Growing up, I thought of Looney Tunes belonging more to the domain of after-school cartoons than the Saturday morning variety. But thanks to The Bugs Bunny Roadrunner Show on CBS, they had a presence on the weekend as well.
The show seemed a little strange to me then, because it took classic Looney Tunes cartoons I knew well and seemed to either redo them or somehow change the film stock and audio to polish their look. You could tell that some of Mel Blanc's voices for the characters were ever so slightly different -- the work of a man twenty or thirty years older. And the cartoons usually didn't have the intro wind-up of that familiar Looney Tunes theme with the name bursting out of a series of fat circles.
But there is one part of The Bugs Bunny Roadrunner Show that always stuck with me: the opening theme. "Overtures! Curtains, lights!" Bugs and Daffy Duck sang as they marched up and down the stage with matching canes, hats and beige tuxedo jackets in a sort of Vaudeville by way of the Sixties style. I also liked the instrumental mid-point of the theme, when all the supporting Looney Tunes characters march across the stage in a line, from Yosemite Sam to Pepe Le Pew, as trombones blared.

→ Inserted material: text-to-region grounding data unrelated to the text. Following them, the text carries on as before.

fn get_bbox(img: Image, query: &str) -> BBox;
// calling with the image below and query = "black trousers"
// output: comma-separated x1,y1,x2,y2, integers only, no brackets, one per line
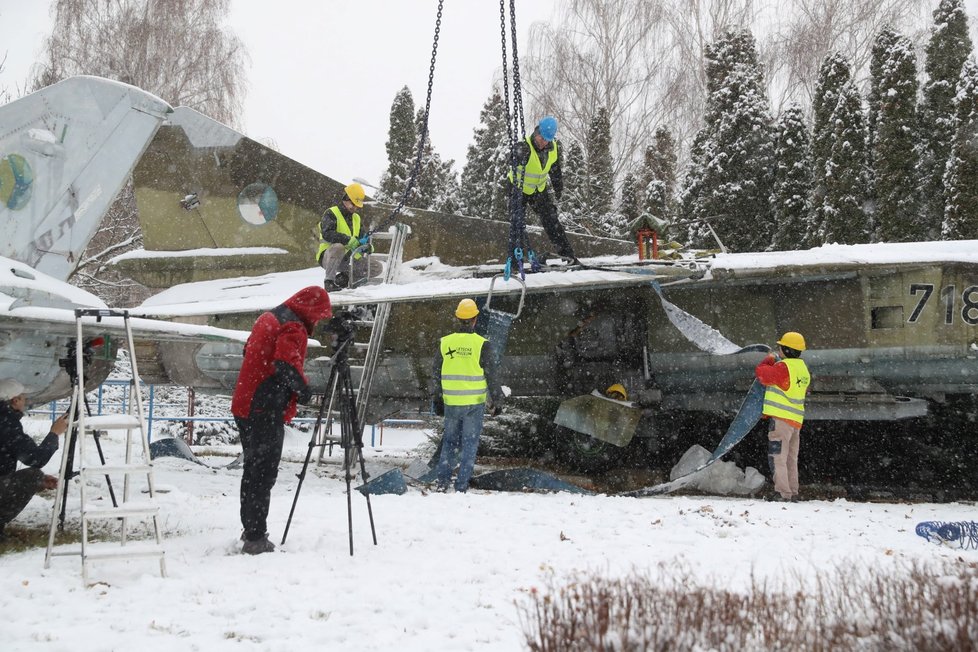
522,191,575,259
0,467,43,529
235,414,285,541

Just as satisfying is the second song that comes as part of the extended BB/RR Show beginning. "Road Runner, the Coyote's after you!" a sort of 50s rockabilly-ish jingle goes. "Road Runner, if he catches you you're through!" It also includes a montage of several botched attemts by Wiley Coyote to catch him, my favorite perhaps being the lit stick of dynamite in a slingshot that explodes before the Coyote can release it. Like a lot of my friends, at least half of me was rooting for the Coyote to catch the Road Runner, but I loved the spareness of the desert backdrop and, considering the verboseness of Bugs and Daffy and most other characters, the fact that neither pursuer or pursued ever spoke. (The exception, of course, being Wiley Coyote's appearance in a couple of Bugs Bunny cartoons in which he very memorably speaks of himself in third person: "Wiley Coyote - super genius!"
Meanwhile, all I know is that when I walk dowtown in a few minutes, there will be many renditions of "Overtures! Curtains, lights!" as I amble down the sidewalk.